What’s driving up household energy prices?
I have written before about the rapid rise in the price of energy: gas, up 21%; electricity, up 25%; road fuels, up 29%. They have accounted for the majority of the rise in the UK's consumer prices of 14% in the past four years.
The Office for National Statistics estimates that the share of household income going on "essentials" is up from 28% in 2003 to 36% now.
One cause is the cost of natural gas. Gas overtook petroleum as the largest single source of UK energy in 1996, and is used to produce much of our electricity.
Why have prices risen when the UK's recovery has been so tepid?
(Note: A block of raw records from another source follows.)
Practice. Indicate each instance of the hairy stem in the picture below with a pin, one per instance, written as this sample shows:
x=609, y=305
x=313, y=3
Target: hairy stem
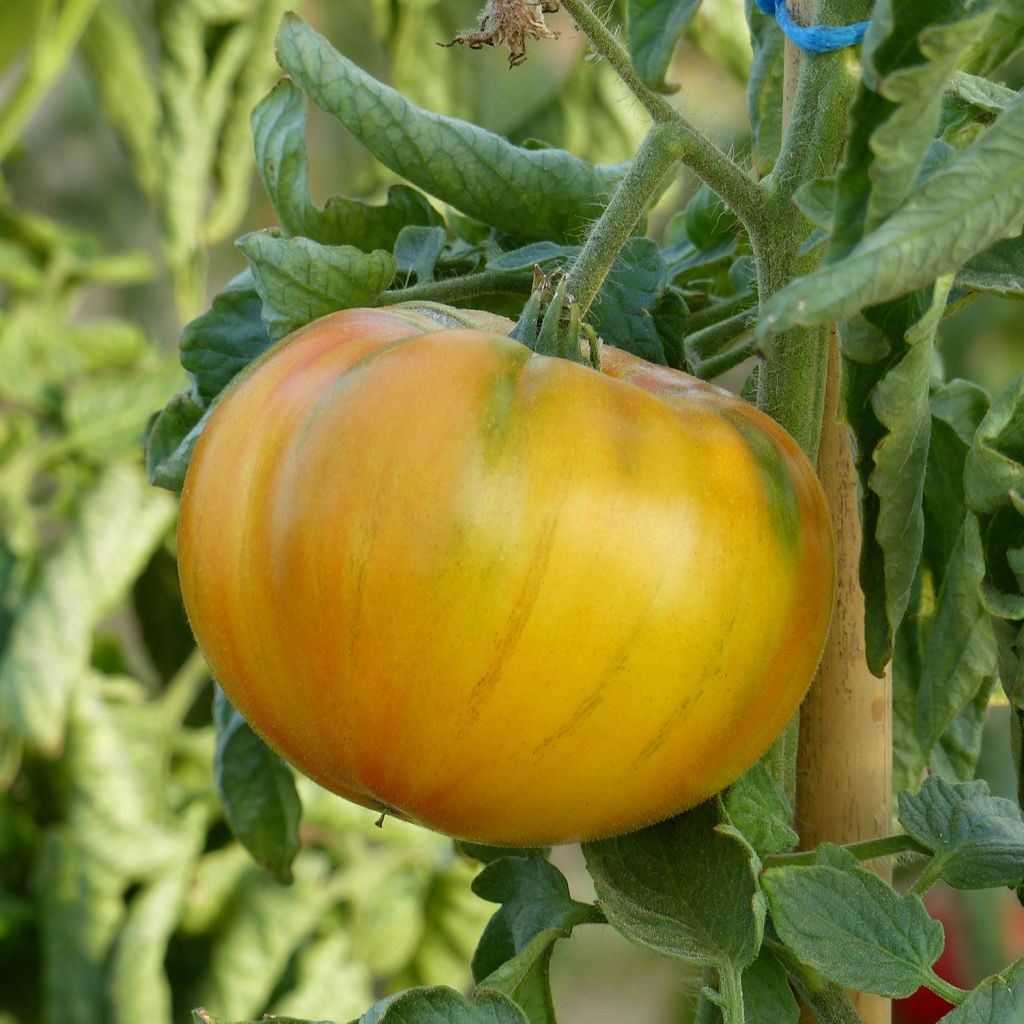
x=658, y=153
x=868, y=849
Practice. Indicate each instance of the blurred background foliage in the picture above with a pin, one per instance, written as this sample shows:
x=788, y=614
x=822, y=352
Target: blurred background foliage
x=126, y=171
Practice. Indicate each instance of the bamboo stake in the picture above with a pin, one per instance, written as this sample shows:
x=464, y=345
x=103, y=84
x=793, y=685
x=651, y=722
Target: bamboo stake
x=844, y=766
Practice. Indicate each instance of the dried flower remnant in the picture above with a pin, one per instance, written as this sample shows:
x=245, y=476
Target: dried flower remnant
x=510, y=23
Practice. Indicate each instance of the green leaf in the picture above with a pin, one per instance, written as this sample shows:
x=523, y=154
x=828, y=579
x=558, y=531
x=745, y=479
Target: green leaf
x=445, y=1006
x=761, y=811
x=171, y=439
x=119, y=523
x=264, y=925
x=225, y=339
x=418, y=249
x=975, y=200
x=996, y=270
x=535, y=898
x=961, y=653
x=539, y=194
x=910, y=52
x=652, y=29
x=900, y=401
x=764, y=90
x=853, y=929
x=995, y=465
x=767, y=995
x=280, y=131
x=258, y=792
x=686, y=888
x=623, y=311
x=77, y=934
x=300, y=281
x=977, y=839
x=998, y=999
x=514, y=952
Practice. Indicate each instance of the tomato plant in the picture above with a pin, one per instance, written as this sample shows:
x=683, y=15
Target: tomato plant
x=498, y=593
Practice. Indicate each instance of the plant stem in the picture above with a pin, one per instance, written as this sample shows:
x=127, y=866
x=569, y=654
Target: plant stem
x=868, y=849
x=748, y=302
x=696, y=151
x=608, y=47
x=928, y=878
x=182, y=689
x=942, y=987
x=658, y=153
x=469, y=287
x=55, y=39
x=732, y=990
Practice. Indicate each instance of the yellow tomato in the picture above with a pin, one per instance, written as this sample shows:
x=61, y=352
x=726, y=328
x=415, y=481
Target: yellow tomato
x=506, y=596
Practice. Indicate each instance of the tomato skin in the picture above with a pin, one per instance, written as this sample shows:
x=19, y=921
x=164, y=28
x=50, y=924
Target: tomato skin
x=511, y=598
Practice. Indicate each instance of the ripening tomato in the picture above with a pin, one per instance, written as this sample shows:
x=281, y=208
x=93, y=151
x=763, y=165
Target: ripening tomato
x=506, y=596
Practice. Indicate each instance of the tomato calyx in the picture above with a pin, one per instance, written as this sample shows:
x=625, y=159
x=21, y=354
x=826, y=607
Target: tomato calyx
x=551, y=324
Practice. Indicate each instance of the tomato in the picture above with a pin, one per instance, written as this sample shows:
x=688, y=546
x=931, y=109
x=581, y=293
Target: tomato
x=506, y=596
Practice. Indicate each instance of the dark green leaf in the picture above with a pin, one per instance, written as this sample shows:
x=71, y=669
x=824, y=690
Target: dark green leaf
x=977, y=839
x=535, y=898
x=996, y=270
x=300, y=281
x=652, y=29
x=225, y=339
x=170, y=441
x=686, y=888
x=764, y=90
x=280, y=132
x=539, y=194
x=961, y=652
x=118, y=525
x=445, y=1006
x=853, y=929
x=623, y=311
x=971, y=203
x=761, y=811
x=257, y=790
x=767, y=995
x=909, y=53
x=998, y=999
x=418, y=249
It may not always seem obvious, but high gas prices are a result of continuing turmoil in the Middle East.
As North Sea provision has declined, the UK has become dependent on imported gas - and that makes us dependent on world prices. Gas prices are related to oil, since they are viewed as substitutes.
Needless to say, there isn't a straightforward solution. Subsidising energy costs is only a short-term fix”
It's not just the Middle East that has driven up oil prices globally. Increased demand by industrialising countries such as China and India have also pushed oil prices from less than $30 per barrel a decade ago to more than $100 now - so oil prices have more than tripled during a period of low global inflation.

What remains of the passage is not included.